Russian Communist Party issues appeal on online voting
The top brass of Russia’s Communist Party has submitted a bill that would abolish online voting, insisting that the new electronic election system caused serious problems during parliamentary polls, held in September.
The group, headed by leader Gennady Zyuganov, put forward a motion on Thursday that proposed removing provisions from Russian election laws that allow citizens to cast their ballots digitally. According to them, this step should be taken “until the remote electronic voting system is fully developed, allowing for the basic principles of elections to be realized on the technical, organizational, and legal levels.”
The lawmakers argued that the parliamentary elections, which took place between September 17-19, demonstrated “serious deficiencies in remote electronic voting,” and said online polling should not be used again until it can be improved.
Explaining their objections to the current system, they cited a lack of mechanisms for guaranteeing that people voting electronically were genuine, and the absence of regulations for election observance online. They also claimed that there are not enough protections in place against software hijacking or attacks from hackers.
The Communist Party previously announced that it would not accept the results of Moscow’s online voting in the September elections. Leading MP Dmitry Novikov said an “entire group” of his party’s candidates had secured victory in single-member districts in the capital, but then lost after electronic results were tallied.

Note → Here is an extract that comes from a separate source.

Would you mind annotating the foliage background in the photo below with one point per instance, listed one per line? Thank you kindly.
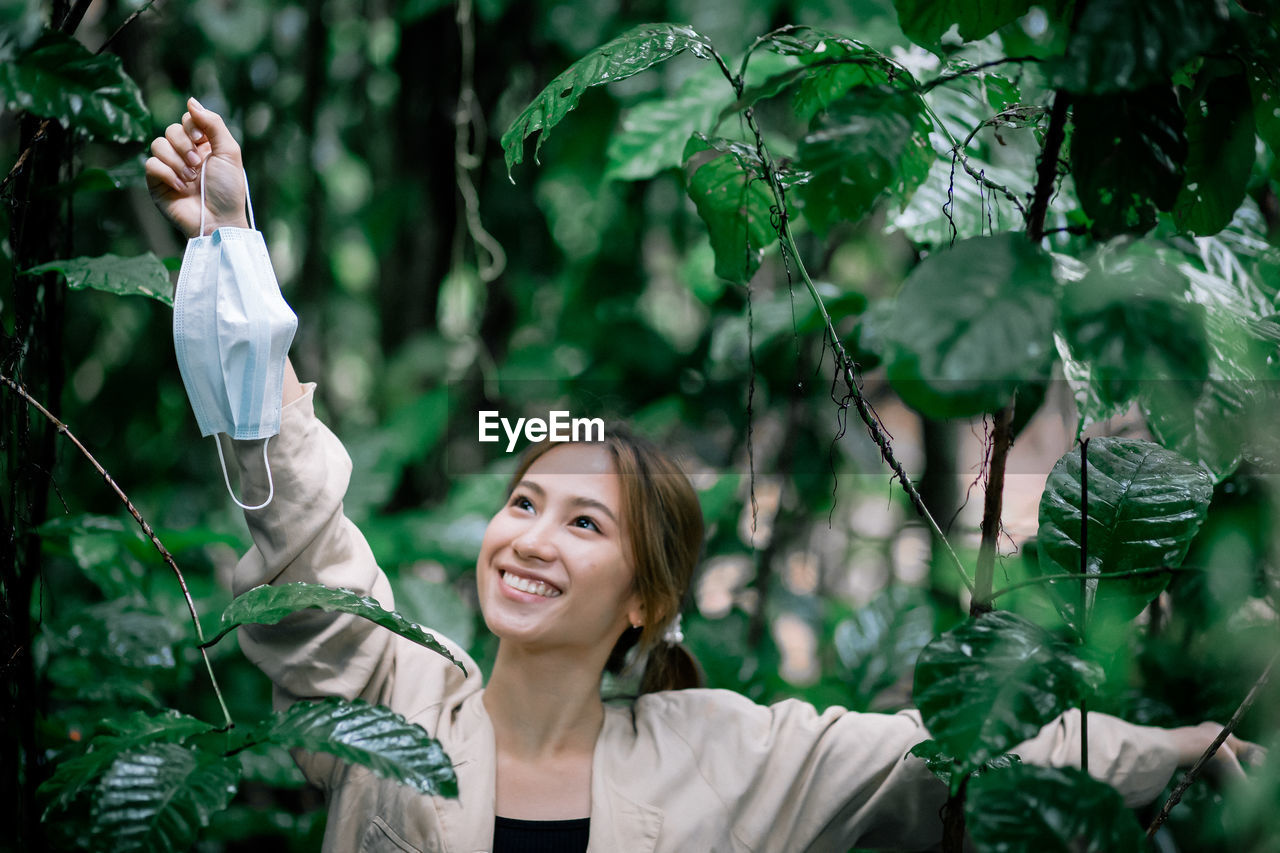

The Communist Party won 20% of the votes, coming in second to the ruling United Russia party. This was the Communists’ best showing in years, with Zyuganov saying that he hadn’t seen such support since 1996, when he came in second to Boris Yeltsin in the country’s presidential election. He noted that the party did particularly well in “deep Russia,” in regions in Siberia and the Far East.
United Russia, which supports Russian President Vladimir Putin, maintained its super-majority, which allows it to pass constitutional reforms without support from other parliamentary groups. However, several opposition figures accused Moscow of rigging the election, despite gains for anti-Kremlin parties in some regions.
Aside from the Communist Party’s complaints about electronic voting, videos also circulated of officials stuffing ballot boxes, with the country’s election chief pledging an inquiry and firing a number of local officials.